Sea temps rise, water becomes vaporized, clouds REFRACT light back into space, and the earth cools again. Its a cycle I'm sure the earth has seen before. The question is, will mankind be able to survive it. Seems that the majority of dinosaurs couldn't

Dinosaurs? WTF? The particulates in the air caused by the meteor impact wiped out almost all plant life and cooled the earth, that is why they died.

They may have been a lot smarter than we give them credit for actually. :)

Based on paleontological evidence, yeah, I'm certain the dinosaurs were geniuses. Just like the Lumerians and Atlantians, right?

RE: Wrong
By daInvincibleGama on 8/1/2010 11:23:01 PM , Rating: 1
Most of what you're saying is a fair, reasoned analysis, unlike most posts on DT these days, which seem to be politically motivated.

That said, I don't really agree with what you're saying, and here's why.
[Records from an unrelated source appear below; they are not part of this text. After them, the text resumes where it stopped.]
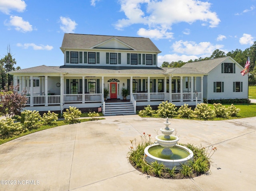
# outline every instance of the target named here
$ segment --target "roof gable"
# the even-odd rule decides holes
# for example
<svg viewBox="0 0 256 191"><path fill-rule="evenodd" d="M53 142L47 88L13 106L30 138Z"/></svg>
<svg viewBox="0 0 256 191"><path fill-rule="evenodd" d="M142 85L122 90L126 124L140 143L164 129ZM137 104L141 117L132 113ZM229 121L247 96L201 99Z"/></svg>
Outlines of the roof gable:
<svg viewBox="0 0 256 191"><path fill-rule="evenodd" d="M193 68L201 72L208 73L222 63L230 62L230 61L232 61L233 63L236 63L237 65L241 66L231 57L228 56L198 62L188 63L183 65L181 68Z"/></svg>
<svg viewBox="0 0 256 191"><path fill-rule="evenodd" d="M117 39L115 37L113 37L91 48L107 49L122 49L125 50L134 49L132 48L130 46Z"/></svg>
<svg viewBox="0 0 256 191"><path fill-rule="evenodd" d="M116 41L112 41L114 39ZM119 44L117 44L118 41ZM102 46L99 47L106 48L108 43L104 45L103 44L108 42L109 43L108 45L110 45L110 43L112 42L121 48L126 46L126 48L128 47L137 51L161 52L148 38L66 33L64 34L60 49L64 52L65 49L86 49L96 48L96 47L101 45ZM122 44L122 45L121 44Z"/></svg>

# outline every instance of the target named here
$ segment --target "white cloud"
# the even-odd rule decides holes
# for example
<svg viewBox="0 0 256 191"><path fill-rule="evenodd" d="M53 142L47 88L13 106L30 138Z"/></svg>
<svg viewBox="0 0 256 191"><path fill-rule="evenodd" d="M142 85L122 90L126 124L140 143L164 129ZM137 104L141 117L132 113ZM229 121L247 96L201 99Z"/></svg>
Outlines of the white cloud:
<svg viewBox="0 0 256 191"><path fill-rule="evenodd" d="M10 16L10 22L8 23L5 22L4 24L6 26L14 26L15 30L24 33L33 30L32 26L28 21L24 20L22 17Z"/></svg>
<svg viewBox="0 0 256 191"><path fill-rule="evenodd" d="M252 45L254 43L254 38L250 34L244 33L243 36L239 39L241 44Z"/></svg>
<svg viewBox="0 0 256 191"><path fill-rule="evenodd" d="M186 35L188 35L190 33L190 30L188 29L186 29L183 32L182 32L183 34L185 34Z"/></svg>
<svg viewBox="0 0 256 191"><path fill-rule="evenodd" d="M11 10L23 12L26 9L26 4L22 0L0 0L0 11L9 14Z"/></svg>
<svg viewBox="0 0 256 191"><path fill-rule="evenodd" d="M224 35L219 34L219 35L217 37L216 40L217 40L217 41L222 41L224 38L227 38L226 36L224 36Z"/></svg>
<svg viewBox="0 0 256 191"><path fill-rule="evenodd" d="M126 18L118 20L116 28L121 30L133 24L143 24L148 27L148 29L144 30L144 32L152 32L155 29L165 32L166 34L159 33L158 38L172 37L170 31L174 24L191 24L199 20L203 22L202 25L208 24L212 28L220 21L216 13L210 10L211 4L208 2L194 0L120 0L120 11L124 13Z"/></svg>
<svg viewBox="0 0 256 191"><path fill-rule="evenodd" d="M100 0L91 0L91 5L95 6L97 1L100 1Z"/></svg>
<svg viewBox="0 0 256 191"><path fill-rule="evenodd" d="M72 21L68 17L60 16L60 29L66 33L74 33L77 24L75 21Z"/></svg>
<svg viewBox="0 0 256 191"><path fill-rule="evenodd" d="M184 62L187 62L190 59L194 60L195 59L198 58L198 56L195 55L188 56L187 55L178 55L177 54L166 54L163 56L158 56L157 58L157 61L158 63L158 66L162 66L163 62L177 62L180 60L181 60Z"/></svg>
<svg viewBox="0 0 256 191"><path fill-rule="evenodd" d="M200 55L202 57L211 55L216 49L220 49L221 45L214 45L210 42L201 42L198 44L192 41L180 40L174 42L172 45L175 52L188 55Z"/></svg>
<svg viewBox="0 0 256 191"><path fill-rule="evenodd" d="M160 30L157 29L147 30L140 28L137 32L138 35L153 39L172 38L173 33L166 32L166 30Z"/></svg>
<svg viewBox="0 0 256 191"><path fill-rule="evenodd" d="M25 49L27 49L29 47L32 47L33 49L35 50L51 50L53 48L53 47L52 46L50 46L48 45L44 45L42 44L36 45L34 43L25 43L24 44L22 44L20 43L18 43L17 44L17 46L22 47Z"/></svg>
First off, clouds don't dissipate light uniformly (50% in and 50% out). Thicker clouds are usually darker because more light is being reflected into space. If each cloud layer 100m thick has a certain percent chance of reflecting light, say 50%, then a 200m thick cloud will reflect about 67% of light. 50% of total for the first half and 25% of total for second half (and half of that bounces back again).

Also, higher ocean temps will increase water vapor in the air (more clouds), but a higher air temperature would cause less condensation (fewer clouds). It might not balance out perfectly, but the net cloud effect should be close to 0. I really hope it works out in our favor, so the Earth doesn't keep warming, but that's just wishful thinking on my part.